Dans un communiqué publié par son bureau de presse, M. Sayyed a affirmé qu'il n'existe « aucun conflit entre lui et les députés du Courant du futur, à l'exception du conflit politique », précisant que son conflit en revanche avec le chef du gouvernement est « personnel et politique à cause de nombreuses pratiques (exercées contre lui) au cours des cinq dernières années, notamment l'affaire des faux témoins, l'arrestation politique et l'humiliation d'officiers qui avaient travaillé sous ses ordres à la SG ».

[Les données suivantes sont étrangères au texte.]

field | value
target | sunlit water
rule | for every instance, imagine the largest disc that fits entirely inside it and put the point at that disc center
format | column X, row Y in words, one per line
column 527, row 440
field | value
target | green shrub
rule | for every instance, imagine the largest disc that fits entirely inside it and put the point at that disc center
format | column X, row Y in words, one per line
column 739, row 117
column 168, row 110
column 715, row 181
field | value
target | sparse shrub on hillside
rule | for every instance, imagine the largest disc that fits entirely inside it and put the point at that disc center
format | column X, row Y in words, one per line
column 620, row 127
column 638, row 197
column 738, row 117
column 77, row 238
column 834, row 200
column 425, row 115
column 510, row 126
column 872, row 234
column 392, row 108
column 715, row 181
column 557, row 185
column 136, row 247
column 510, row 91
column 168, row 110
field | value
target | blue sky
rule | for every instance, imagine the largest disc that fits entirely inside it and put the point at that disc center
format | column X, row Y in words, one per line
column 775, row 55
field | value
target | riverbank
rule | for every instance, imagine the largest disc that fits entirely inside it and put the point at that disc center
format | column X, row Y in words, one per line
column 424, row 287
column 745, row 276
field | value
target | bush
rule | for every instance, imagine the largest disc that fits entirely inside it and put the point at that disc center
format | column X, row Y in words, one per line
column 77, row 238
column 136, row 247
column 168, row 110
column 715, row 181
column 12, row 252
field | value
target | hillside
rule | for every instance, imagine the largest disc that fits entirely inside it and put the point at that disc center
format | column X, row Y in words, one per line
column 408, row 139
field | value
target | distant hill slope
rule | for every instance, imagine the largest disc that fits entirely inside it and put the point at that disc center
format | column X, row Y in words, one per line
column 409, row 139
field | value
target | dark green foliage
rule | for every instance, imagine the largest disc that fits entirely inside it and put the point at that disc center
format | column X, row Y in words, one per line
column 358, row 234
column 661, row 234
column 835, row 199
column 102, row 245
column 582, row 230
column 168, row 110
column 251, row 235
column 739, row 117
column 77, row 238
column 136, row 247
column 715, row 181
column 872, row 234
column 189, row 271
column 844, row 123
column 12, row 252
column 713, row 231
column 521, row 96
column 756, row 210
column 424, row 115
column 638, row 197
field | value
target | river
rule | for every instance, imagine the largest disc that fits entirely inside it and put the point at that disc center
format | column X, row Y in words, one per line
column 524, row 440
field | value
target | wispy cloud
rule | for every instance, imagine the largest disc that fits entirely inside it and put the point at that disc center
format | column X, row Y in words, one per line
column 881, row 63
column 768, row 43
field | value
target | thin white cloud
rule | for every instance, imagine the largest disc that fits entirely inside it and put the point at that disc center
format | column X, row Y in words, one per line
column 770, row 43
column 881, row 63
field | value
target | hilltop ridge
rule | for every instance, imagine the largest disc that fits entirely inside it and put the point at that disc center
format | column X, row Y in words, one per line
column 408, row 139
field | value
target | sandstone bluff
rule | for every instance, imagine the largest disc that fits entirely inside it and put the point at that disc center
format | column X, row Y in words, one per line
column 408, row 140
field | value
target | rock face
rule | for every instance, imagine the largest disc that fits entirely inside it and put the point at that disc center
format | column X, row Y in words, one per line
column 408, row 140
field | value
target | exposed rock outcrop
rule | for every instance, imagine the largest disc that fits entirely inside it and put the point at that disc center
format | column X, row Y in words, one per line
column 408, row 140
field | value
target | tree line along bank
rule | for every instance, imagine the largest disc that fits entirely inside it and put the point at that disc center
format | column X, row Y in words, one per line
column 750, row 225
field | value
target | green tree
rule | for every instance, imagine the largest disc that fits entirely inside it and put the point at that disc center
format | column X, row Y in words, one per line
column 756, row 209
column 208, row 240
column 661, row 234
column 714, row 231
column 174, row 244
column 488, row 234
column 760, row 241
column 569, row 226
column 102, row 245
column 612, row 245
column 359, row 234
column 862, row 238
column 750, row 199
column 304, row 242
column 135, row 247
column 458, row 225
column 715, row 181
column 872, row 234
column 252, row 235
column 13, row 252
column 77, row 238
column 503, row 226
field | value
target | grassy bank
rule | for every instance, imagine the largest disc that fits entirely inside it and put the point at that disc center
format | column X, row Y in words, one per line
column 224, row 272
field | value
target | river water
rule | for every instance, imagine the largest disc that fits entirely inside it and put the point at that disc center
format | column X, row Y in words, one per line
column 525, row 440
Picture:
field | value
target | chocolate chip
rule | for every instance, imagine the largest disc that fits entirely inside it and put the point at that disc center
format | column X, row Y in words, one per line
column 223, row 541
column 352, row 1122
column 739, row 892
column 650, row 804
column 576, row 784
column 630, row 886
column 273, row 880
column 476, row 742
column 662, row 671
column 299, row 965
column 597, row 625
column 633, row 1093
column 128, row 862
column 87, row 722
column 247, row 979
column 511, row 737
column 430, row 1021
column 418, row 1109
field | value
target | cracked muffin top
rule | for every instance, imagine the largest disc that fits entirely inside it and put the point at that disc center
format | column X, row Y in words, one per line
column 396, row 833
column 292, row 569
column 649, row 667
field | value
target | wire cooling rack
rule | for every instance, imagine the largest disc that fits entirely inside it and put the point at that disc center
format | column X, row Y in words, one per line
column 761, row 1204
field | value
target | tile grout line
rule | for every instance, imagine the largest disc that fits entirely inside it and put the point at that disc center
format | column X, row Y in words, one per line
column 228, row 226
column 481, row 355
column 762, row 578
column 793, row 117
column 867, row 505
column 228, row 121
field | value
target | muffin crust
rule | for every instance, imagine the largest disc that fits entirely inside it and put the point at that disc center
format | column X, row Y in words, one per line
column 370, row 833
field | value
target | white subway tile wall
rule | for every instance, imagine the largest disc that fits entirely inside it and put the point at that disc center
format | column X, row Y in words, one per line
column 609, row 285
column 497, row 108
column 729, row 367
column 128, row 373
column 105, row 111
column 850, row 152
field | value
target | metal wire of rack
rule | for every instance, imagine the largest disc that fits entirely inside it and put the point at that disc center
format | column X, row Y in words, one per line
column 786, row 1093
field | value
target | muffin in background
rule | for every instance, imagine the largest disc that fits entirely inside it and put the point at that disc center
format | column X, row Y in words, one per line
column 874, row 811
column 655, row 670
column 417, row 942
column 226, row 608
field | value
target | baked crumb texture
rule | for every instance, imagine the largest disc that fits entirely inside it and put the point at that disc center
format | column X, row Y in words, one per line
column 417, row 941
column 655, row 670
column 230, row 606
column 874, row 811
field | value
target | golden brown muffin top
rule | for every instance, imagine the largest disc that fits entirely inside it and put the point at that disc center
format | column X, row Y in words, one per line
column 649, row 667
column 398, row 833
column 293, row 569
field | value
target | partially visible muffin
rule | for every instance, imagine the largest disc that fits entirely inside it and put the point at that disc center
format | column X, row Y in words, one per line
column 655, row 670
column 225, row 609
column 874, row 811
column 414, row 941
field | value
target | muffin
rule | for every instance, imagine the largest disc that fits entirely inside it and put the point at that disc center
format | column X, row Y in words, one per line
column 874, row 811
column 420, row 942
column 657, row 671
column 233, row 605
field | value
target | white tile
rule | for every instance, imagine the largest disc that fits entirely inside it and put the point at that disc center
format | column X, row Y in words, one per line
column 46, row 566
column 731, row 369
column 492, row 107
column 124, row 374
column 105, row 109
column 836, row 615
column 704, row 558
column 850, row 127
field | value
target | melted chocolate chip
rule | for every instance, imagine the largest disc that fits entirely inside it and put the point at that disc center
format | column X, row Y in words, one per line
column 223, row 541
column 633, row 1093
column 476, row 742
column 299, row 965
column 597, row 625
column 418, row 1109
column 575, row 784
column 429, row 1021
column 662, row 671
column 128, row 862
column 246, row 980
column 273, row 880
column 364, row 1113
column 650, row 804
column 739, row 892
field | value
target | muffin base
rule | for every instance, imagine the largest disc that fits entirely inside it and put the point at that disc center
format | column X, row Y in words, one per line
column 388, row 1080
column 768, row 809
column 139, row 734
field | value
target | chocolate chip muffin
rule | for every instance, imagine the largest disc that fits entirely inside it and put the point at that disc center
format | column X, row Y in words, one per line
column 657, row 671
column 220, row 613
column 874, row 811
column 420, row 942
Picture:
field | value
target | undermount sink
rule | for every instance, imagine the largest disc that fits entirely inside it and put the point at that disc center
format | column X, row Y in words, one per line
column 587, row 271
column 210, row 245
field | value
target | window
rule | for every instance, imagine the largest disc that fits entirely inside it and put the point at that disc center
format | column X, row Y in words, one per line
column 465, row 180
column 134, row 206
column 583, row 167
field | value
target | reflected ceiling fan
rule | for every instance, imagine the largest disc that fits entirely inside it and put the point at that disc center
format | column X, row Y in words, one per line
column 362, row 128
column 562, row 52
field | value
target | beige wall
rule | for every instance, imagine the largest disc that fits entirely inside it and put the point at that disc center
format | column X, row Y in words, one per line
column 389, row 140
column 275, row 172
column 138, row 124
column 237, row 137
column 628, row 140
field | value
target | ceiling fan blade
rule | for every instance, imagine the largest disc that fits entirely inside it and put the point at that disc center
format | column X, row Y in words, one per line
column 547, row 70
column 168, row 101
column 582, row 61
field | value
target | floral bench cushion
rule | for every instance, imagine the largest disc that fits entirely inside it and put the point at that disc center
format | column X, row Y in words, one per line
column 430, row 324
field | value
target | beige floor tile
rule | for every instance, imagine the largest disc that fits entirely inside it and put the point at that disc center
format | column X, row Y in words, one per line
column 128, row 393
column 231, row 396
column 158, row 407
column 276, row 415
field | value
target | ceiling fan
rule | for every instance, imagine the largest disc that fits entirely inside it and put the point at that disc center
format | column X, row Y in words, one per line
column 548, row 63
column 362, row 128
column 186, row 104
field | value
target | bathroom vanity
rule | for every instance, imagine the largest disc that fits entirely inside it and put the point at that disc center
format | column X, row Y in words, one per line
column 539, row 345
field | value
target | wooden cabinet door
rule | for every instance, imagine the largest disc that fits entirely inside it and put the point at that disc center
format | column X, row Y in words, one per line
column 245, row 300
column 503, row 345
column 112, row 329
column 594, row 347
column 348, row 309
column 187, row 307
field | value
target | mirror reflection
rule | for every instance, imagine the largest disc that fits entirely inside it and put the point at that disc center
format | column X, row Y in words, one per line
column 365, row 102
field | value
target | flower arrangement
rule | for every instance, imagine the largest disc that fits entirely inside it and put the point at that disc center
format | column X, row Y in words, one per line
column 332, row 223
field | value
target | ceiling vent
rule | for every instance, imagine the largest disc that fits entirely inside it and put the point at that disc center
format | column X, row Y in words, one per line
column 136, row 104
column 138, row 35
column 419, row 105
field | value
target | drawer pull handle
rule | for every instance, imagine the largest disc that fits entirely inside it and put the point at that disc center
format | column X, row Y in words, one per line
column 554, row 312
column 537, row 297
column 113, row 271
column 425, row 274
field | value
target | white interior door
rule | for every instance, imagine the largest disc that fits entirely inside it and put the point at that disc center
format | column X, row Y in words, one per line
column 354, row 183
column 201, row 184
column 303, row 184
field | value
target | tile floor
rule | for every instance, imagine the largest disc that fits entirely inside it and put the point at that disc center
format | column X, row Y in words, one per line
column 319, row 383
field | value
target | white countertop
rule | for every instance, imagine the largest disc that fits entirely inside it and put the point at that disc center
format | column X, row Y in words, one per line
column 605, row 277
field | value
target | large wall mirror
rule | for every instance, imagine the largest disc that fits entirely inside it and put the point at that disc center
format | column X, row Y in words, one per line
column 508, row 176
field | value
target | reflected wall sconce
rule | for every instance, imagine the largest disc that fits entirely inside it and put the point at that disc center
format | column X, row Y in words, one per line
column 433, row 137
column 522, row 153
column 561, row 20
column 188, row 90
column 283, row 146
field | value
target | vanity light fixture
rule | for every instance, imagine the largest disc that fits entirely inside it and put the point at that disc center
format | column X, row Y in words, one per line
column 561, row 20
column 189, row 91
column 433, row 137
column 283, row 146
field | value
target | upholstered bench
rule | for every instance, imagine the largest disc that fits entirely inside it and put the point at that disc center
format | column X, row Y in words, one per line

« Partant, le général Sayyed considère que les atteintes, la diffamation et la calomnie dont il a fait l'objet au cours de la semaine dernière et que les députés et les médias du Courant du futur pourraient poursuivre à l'avenir émanent du Premier ministre, suivant ses propres instructions », indique le communiqué, ajoutant que « c'est sur cette base que le général Sayyed demande à M. Hariri d'exiger de ces parlementaires qu'ils lui présentent des excuses publiques ou bien de soumettre aux autorités judiciaires les informations dont ils se sont servis afin de le calomnier, s'il est vrai qu'ils ont foi en la justice ».
Le communiqué cite nommémment le député Jamal Jarrah « selon qui M. Sayyed aurait acquis sa maison dans la Békaa après avoir pratiqué un chantage contre ses propriétaires, les Moukarak, qu'il avait accusés d'être des agents israéliens, le député Okab Sakr qui l'avait aussi accusé d'avoir fait chanter les Chaghoury, ainsi que Virgin pour décrocher un contrat en faveur de son fils, Malek, et d'avoir essayé de monnayer l'affaire des faux témoins par le truchement d'un courtier ».
« Si cette campagne mesquine ne s'arrête pas, si des excuses publiques ne lui sont pas présentées et si les députés Jarrah et Sakr n'intentent pas des procès contre lui, le général Sayyed se verra contraint avec regret de répondre à l'avenir directement à M. Hariri et à sa famille, puisqu'il en est responsable », indique le communiqué. Selon le texte, « les répliques de M. Sayyed seront cependant fondées sur des faits véridiques et confirmés et non pas sur de la diffamation personnelle odieuse ».